The cab was well laid out for one person operation with gear lever and handbrake on the right hand side away from the cash trays on the left. Which reminds me of the number of times I had to change the Setrite ticket machine because they were not compatible with the power pack, despatch in Newport Street had a large stock of 'half good' ticket machines and it sometimes took more than one try to find one to fit the power pack. In the wet it was not unknown for the windscreen wipers to work loose and become tangled together across the middle upright.
Overall though I grew to like and respect the breed despite their faults and much preferred the semi-automatic box in hilly Black Country and Malvern areas as you had better control than with automatic buses especially in wet and winter conditions.

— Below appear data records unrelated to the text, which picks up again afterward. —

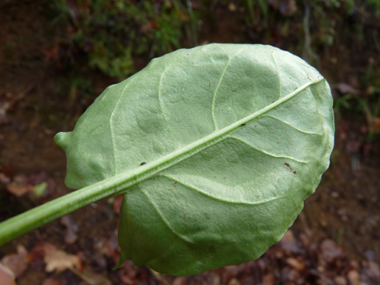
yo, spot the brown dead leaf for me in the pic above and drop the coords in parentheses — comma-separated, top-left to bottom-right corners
(6, 183, 30, 197)
(0, 172, 10, 184)
(1, 244, 28, 277)
(347, 270, 360, 285)
(0, 263, 16, 285)
(6, 174, 34, 197)
(286, 257, 306, 271)
(29, 242, 57, 264)
(44, 249, 81, 273)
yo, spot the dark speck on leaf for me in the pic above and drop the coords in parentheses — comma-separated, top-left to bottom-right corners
(241, 123, 246, 126)
(140, 162, 146, 166)
(284, 163, 296, 174)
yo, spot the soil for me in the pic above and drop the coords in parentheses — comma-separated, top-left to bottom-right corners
(0, 1, 379, 284)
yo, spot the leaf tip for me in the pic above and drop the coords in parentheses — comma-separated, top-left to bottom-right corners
(114, 257, 125, 270)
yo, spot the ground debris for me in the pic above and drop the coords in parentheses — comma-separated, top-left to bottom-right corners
(44, 249, 81, 273)
(60, 215, 78, 244)
(0, 244, 28, 277)
(0, 263, 16, 285)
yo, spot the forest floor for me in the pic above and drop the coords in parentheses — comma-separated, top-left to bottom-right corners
(0, 1, 379, 284)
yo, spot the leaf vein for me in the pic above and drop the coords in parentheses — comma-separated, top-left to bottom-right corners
(211, 57, 232, 130)
(160, 174, 286, 205)
(228, 136, 308, 164)
(263, 115, 323, 136)
(140, 186, 194, 244)
(271, 52, 281, 100)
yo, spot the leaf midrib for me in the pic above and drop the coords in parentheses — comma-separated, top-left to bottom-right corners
(96, 77, 324, 196)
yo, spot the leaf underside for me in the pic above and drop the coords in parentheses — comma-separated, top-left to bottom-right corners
(55, 44, 334, 276)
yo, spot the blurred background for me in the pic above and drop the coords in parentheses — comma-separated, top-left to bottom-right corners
(0, 0, 379, 284)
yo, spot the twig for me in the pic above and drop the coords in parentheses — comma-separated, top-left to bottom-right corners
(186, 0, 198, 46)
(302, 0, 318, 66)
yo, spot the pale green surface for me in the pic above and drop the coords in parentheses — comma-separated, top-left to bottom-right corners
(55, 44, 334, 276)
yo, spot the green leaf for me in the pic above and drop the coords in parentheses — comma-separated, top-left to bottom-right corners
(55, 44, 334, 276)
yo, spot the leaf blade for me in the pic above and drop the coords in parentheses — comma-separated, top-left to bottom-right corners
(56, 44, 334, 276)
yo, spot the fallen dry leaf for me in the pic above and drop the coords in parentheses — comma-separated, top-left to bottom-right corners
(44, 249, 81, 273)
(285, 257, 306, 272)
(0, 172, 10, 184)
(29, 242, 57, 264)
(0, 263, 16, 285)
(347, 270, 361, 285)
(6, 175, 33, 197)
(1, 244, 28, 277)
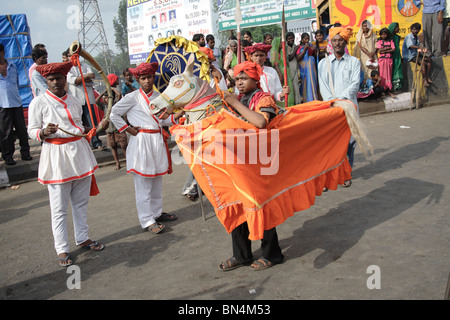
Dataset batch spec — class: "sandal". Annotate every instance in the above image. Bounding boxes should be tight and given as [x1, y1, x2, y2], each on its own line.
[156, 212, 177, 222]
[57, 254, 73, 267]
[343, 180, 352, 188]
[146, 222, 165, 234]
[185, 194, 198, 202]
[218, 257, 247, 271]
[80, 240, 105, 251]
[251, 257, 275, 271]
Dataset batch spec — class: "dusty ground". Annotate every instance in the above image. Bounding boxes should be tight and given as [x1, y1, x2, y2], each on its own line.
[0, 104, 449, 302]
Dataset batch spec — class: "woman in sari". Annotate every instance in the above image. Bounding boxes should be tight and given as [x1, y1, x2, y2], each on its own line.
[296, 33, 318, 102]
[388, 22, 404, 91]
[224, 39, 245, 78]
[353, 20, 378, 80]
[269, 36, 297, 107]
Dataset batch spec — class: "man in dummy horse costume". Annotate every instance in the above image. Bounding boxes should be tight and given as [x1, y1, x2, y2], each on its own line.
[146, 45, 373, 271]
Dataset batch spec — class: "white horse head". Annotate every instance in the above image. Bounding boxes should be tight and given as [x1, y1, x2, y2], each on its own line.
[150, 54, 223, 123]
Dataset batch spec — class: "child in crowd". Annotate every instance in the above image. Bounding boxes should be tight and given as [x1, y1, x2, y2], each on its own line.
[370, 70, 394, 98]
[95, 74, 128, 170]
[402, 22, 433, 86]
[376, 28, 395, 95]
[313, 30, 328, 61]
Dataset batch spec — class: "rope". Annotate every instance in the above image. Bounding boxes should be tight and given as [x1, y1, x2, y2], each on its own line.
[71, 53, 96, 129]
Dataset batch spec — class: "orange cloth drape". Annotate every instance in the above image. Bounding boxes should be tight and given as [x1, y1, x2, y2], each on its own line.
[170, 100, 353, 240]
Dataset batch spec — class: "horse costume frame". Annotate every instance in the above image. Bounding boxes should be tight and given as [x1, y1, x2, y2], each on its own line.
[150, 54, 373, 241]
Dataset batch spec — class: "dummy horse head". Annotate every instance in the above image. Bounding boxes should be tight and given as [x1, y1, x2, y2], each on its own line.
[150, 54, 224, 124]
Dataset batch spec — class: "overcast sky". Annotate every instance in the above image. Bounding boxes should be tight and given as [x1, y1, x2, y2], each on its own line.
[3, 0, 121, 63]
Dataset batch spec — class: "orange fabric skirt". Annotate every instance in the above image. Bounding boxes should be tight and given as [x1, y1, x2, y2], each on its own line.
[170, 100, 353, 240]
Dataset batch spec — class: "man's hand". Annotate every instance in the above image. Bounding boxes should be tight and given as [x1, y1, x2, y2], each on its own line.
[126, 126, 140, 136]
[43, 123, 59, 136]
[223, 91, 239, 105]
[97, 119, 109, 131]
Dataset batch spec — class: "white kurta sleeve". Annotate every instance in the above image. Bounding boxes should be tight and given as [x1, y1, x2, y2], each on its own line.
[110, 94, 135, 133]
[27, 98, 44, 142]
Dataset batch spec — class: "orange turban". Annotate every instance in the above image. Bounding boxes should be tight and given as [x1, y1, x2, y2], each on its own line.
[36, 61, 73, 78]
[244, 43, 272, 55]
[233, 61, 263, 81]
[329, 26, 353, 42]
[199, 47, 216, 62]
[129, 62, 158, 78]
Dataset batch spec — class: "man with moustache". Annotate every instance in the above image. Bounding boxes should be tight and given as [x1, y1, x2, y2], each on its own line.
[27, 61, 107, 267]
[318, 27, 360, 187]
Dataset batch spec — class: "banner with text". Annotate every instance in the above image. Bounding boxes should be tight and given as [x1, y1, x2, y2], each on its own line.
[217, 0, 315, 31]
[127, 0, 214, 64]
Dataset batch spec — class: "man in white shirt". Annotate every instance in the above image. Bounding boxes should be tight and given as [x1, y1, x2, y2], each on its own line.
[244, 43, 290, 103]
[318, 26, 360, 187]
[30, 45, 48, 97]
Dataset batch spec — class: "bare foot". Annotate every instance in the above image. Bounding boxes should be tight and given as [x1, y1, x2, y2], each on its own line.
[114, 163, 121, 170]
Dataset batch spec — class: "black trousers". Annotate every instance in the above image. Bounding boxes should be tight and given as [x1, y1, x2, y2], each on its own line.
[0, 107, 30, 160]
[231, 222, 284, 264]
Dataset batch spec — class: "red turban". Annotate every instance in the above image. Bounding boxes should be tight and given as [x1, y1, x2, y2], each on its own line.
[129, 62, 158, 78]
[244, 43, 272, 55]
[233, 61, 263, 81]
[107, 74, 119, 86]
[199, 47, 216, 62]
[36, 61, 73, 78]
[329, 27, 353, 42]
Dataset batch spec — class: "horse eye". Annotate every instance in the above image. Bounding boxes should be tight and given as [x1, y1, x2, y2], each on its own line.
[174, 80, 183, 88]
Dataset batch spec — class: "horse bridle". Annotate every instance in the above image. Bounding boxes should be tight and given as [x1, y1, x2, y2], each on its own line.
[159, 73, 196, 106]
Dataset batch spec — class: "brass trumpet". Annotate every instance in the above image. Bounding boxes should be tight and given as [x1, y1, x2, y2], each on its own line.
[69, 40, 113, 133]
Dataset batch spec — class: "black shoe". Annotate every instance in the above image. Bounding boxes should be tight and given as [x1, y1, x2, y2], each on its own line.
[21, 155, 33, 161]
[5, 158, 16, 165]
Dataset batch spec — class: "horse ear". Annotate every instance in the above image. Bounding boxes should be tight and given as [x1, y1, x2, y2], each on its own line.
[185, 54, 195, 76]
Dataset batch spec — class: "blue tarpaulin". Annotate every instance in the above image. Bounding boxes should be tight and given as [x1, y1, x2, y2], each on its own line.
[0, 14, 34, 111]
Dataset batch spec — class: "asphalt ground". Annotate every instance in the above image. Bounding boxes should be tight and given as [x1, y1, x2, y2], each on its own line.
[0, 103, 449, 306]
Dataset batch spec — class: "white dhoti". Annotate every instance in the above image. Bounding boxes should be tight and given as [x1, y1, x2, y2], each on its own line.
[47, 175, 92, 254]
[133, 174, 163, 229]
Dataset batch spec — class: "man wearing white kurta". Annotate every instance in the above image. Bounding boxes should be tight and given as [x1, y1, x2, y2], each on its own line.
[27, 61, 105, 267]
[110, 62, 179, 234]
[244, 43, 290, 103]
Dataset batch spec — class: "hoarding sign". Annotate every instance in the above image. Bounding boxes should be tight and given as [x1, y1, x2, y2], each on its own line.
[217, 0, 316, 31]
[127, 0, 214, 64]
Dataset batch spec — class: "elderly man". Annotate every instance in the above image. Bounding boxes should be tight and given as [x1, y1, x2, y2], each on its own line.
[318, 27, 360, 187]
[27, 61, 106, 267]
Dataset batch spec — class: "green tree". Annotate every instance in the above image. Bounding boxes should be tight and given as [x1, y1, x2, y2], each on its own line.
[112, 0, 132, 72]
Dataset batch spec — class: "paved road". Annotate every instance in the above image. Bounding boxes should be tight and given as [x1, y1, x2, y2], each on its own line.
[1, 104, 449, 302]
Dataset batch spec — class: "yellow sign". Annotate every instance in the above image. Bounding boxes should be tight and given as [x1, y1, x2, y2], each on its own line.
[330, 0, 422, 41]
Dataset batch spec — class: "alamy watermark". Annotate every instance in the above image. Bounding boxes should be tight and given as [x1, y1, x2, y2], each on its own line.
[171, 124, 280, 175]
[366, 265, 381, 289]
[66, 5, 80, 31]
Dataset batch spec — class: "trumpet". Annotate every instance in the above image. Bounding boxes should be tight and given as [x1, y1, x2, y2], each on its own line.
[69, 40, 113, 133]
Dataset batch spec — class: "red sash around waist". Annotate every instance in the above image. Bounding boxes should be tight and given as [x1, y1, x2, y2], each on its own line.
[45, 136, 82, 144]
[138, 128, 172, 174]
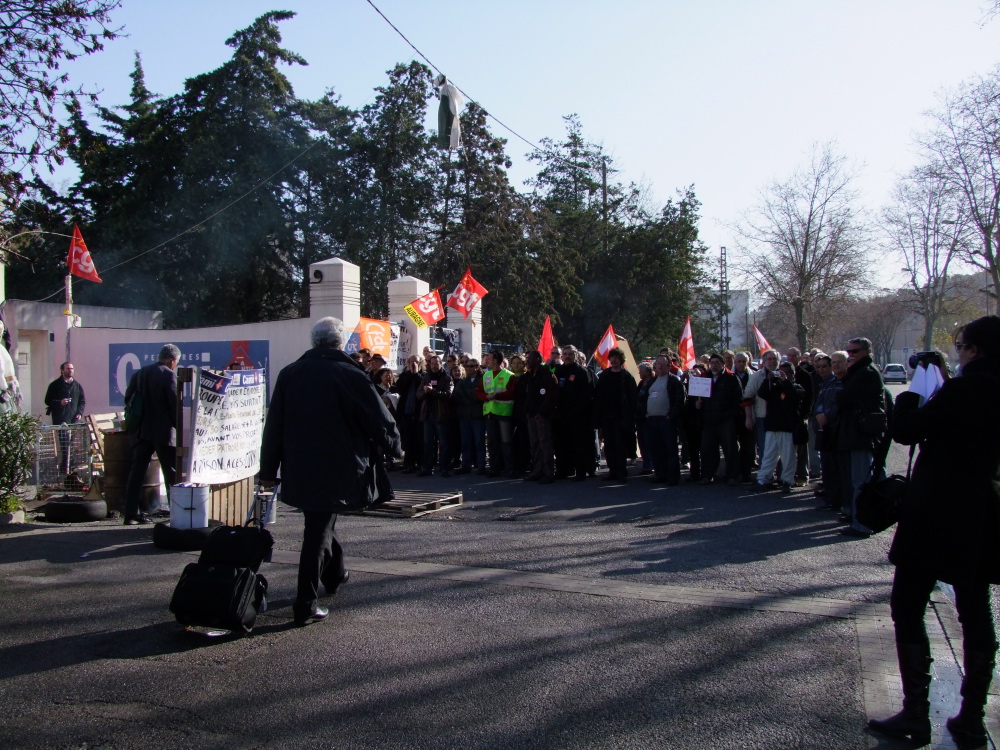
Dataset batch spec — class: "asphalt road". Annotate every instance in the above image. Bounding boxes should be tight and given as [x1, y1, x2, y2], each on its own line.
[0, 383, 993, 750]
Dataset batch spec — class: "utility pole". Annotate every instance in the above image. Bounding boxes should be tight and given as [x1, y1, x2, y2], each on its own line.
[601, 158, 608, 256]
[719, 246, 730, 349]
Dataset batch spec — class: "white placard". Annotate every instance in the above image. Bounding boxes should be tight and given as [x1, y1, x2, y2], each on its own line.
[188, 368, 266, 484]
[687, 375, 712, 398]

I also liked 124, but found that 539-541 were good vehicles as well, due to the fitting of a much better type of entrance door, don't know why the rest of the fleet were not fitted with these. Having the ability to choose gears was also a good advantage, automatics are nice, but not when they change gear round roundabouts. I would like to know why auto gearboxes are set to change at 28 and 38mph, not easy to keep to 30 and 40 without the bus changing up and down gear constantly.